Solutions often mean there is no need for an on-site visit and if it does prove necessary, the technician often has the right spare part or new device in hand and can resolve the issue speedily. Mean Time to Repair (MTTR) is reduced considerably.
Business continuity at the hardware level: automatic monitoring and troubleshooting
But out-of-band management has advantages beyond urgent crises. It also makes it possible to identify and resolve issues automatically even before they affect local data traffic. Modern solutions integrate an auto-responder system to rectify network failures by using diagnostic and repair aids for problems that occur frequently.
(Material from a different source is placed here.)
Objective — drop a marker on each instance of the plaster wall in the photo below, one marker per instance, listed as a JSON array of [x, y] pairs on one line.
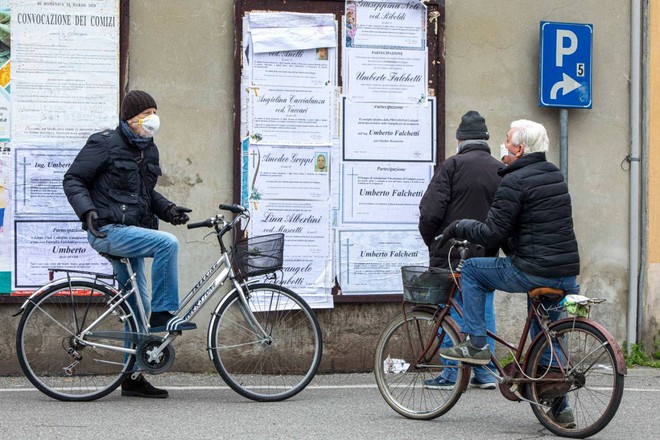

This means that simple tasks can be carried out automatically, for example, identifying a router that cannot be contacted, including messaging the administrator via SMS or e-mail, and rebooting the router. Out-of-band console servers can be configured so they power down critical devices properly if the rack temperature is too high or the UPS (uninterrupted power supply) identifies a power outage and battery performance drops below a defined threshold.
The virtual hardware administrator
These self-healing measures use recovery scripts that run without human intervention. This means monitoring practically the whole infrastructure, including the physical environment such as temperature, moisture, smoke or vibrations, as well as automated power management is possible by connecting sensors.
This automation installs a so-called virtual hardware administrator at every distributed site and, in addition to ensuring stability in everyday operation, it also minimises the scope for human error and the attack surface for cybersabotage.
Because of the increasing complexity of IT infrastructures due to M2M, cloud computing and the Internet of Things and in order to avoid high downtime costs, the rapid identification and resolution of issues of connectivity to distributed infrastructures has become a major task for companies.
Secure remote access via out-of-band management to servers, WAN devices, network devices and power devices makes it possible to identify and resolve many problems before they impact users or systems. Administrators need a framework so they can manage remote components from a central location and monitor their status. It normally pays for itself through a few hours of downtime avoided and avoidance of the first service call.